You are invited to the launch of Craft as a Creative Industry by Karen Patel, published by Routledge in April 2024. In this launch Karen will be joined by Dr Saskia Warren from University of Manchester and Dr Rose Sinclair MBE from Goldsmiths, University of London, to discuss the key themes of the book, and future directions in craft and creative industries research.   

  

Book synopsis: 

Craft is resurgent. More people are buying craft; more money is being spent on craft products than ever before. This book centres craft as a creative industry, illuminating the experiences of those working in and around craft, particularly people from marginalised groups. 

Shining a light on inequalities around craft work, the author examines the lived experiences of women makers of colour in the professional craft sector. Experiences of racism and microaggressions at all stages of their craft career are analysed. The author draws on innovative empirical research carried out in the UK and Australia, two countries where the resurgence in craft is apparent, yet professional craft practice is dominated by the white and relatively privileged. In interrogating hierarchies of expertise and cultural value in craft, the author employs case studies from community crafts and social enterprises. 

The result is a book of interest to scholars at the intersections of the creative and cultural industries, the creative economy and inequalities at work. 

 

Speaker bios:

Dr Saskia Warren – Dr Saskia Warren is a Senior Lecturer in Human Geography at the University of Manchester. She recently held a Parliamentary Research Fellowship (POST), UK Parliament, working on equality, diversity and inclusion in the Heritage Collections (2021-23). From 2017-2021 she held an Arts and Humanities Research Council Leadership Fellowship, Geographies of Muslim Women and the UK Cultural and Creative Economy. From this research, she co-curated the contemporary art and textile exhibition Beyond Faith: Muslim Women Artists Today, The Whitworth, Manchester (2019-20). Her international research and consultancy has been published in 36 research outputs, including books, articles and reports. Her inter-disciplinary work is featured in leading international peer reviewed journals including Transactions of the Institute of British Geographers, Political Geography, Social and Cultural Geography, Cultural Geographies, Mobilities, and the European Journal of Cultural Studies.

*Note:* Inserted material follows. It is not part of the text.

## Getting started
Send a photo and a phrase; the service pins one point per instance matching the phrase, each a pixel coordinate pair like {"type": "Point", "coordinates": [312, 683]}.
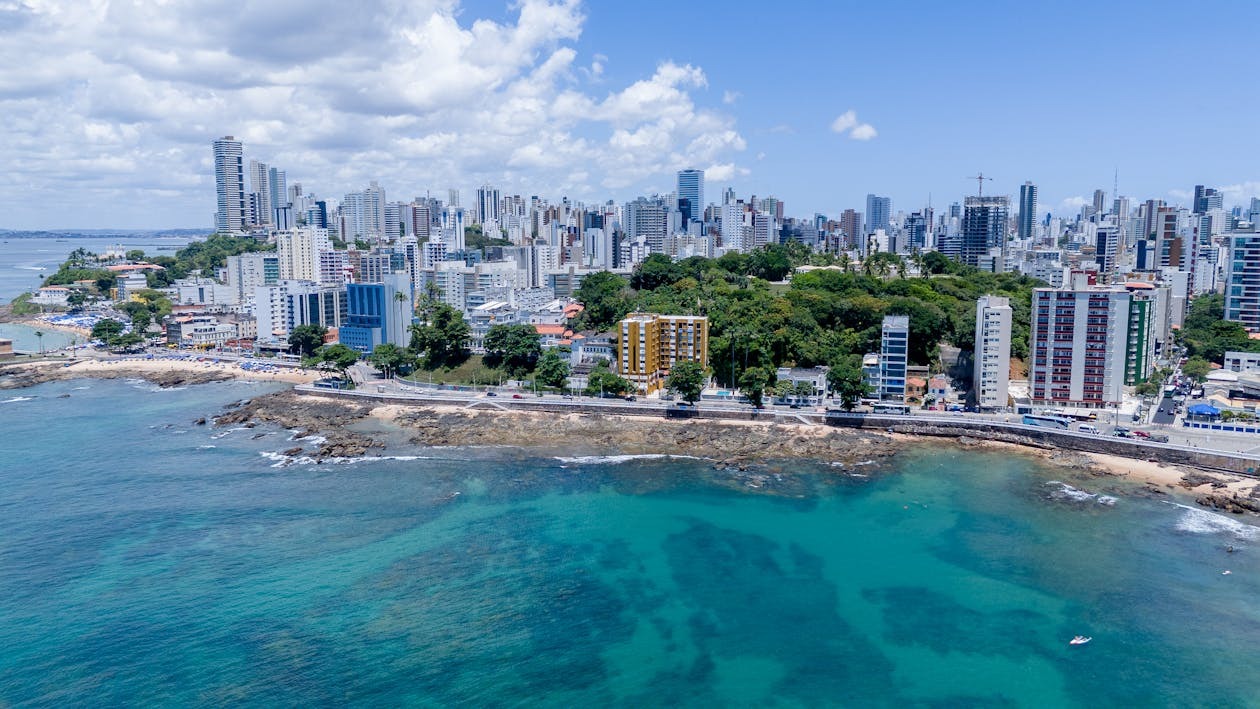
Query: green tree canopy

Her recent monograph British Muslim Women in the Cultural and Creative Industries, was published with Edinburgh University Press in May 2022. Her research and consultancy has been funded by UKRI (Engineering and Physical Sciences Research Council; Economic and Social Research Council; Arts and Humanities Research Council) and Heritage Lottery Fund, Collections Trust, Arts Connect.

Rose Sinclair – Rose Sinclair MBE is a Lecturer (Textiles) in Design Education, Goldsmiths, University of London
Her PhD doctoral research is distinctive with its focus on Black British women their crafting practices, discussed through textiles networks such as Dorcas Clubs.
Rose’s works utilises public engagement and participatory immersive workshops, in spaces such as the V&A London, The Garden Museum and the British Library, House for an Art Lover, and Timespan in Helmsdale, Scotland. Her work on Dorcas Clubs has featured on national TV in ‘Craftivism: Making a Difference’ BBC4 Feb 2021, alongside interviews on BBC Woman’s Hour, and BBC Witness History.
She co-curated the first retrospective of Caribbean textile designer Althea McNish, in 2022 at the William Morris Gallery ‘Althea McNish: Colour is Mine’ and The Whitworth in Manchester. Rose ‘s latest research, is focused on the first monograph about Althea McNish. Her latest co-curated work with Craftspace, ‘Dorcas Stories from the Front Room, Textiles Narratives, Now and Then’ (23rd Sept – 29th Oct 2024) discussed the legacy of the Windrush generation through craft.
Rose has authored several textile books and chapters, her most recent works being ‘Tracing back to trace forwards, What it means/takes to be a Black Designer’ in (2021), Igoe (Ed) Textile Design Theory in the Making; Does Design do Race (Dec 2022) in Hardy (Ed) Debates in Design & Technology Education’. She is on the International Advisory board for Textile: Journal of Cloth and Culture and is Co-Editor of the Journal of Textile Research and Practice. Previously Chair of the Equity Advisory Council at the Crafts Council, Rose is now a Trustee at the Crafts Council, a Trustee of the Textile Society UK and an Heritage Crafts Ambassador Heritage Crafts UK, and an Associate member of the APPG Group for Craft, and a founding member of the UBAE (United Black Art Educators) which is part of the NSEAD. Rose was awarded an MBE in 2024 for Services to the Arts.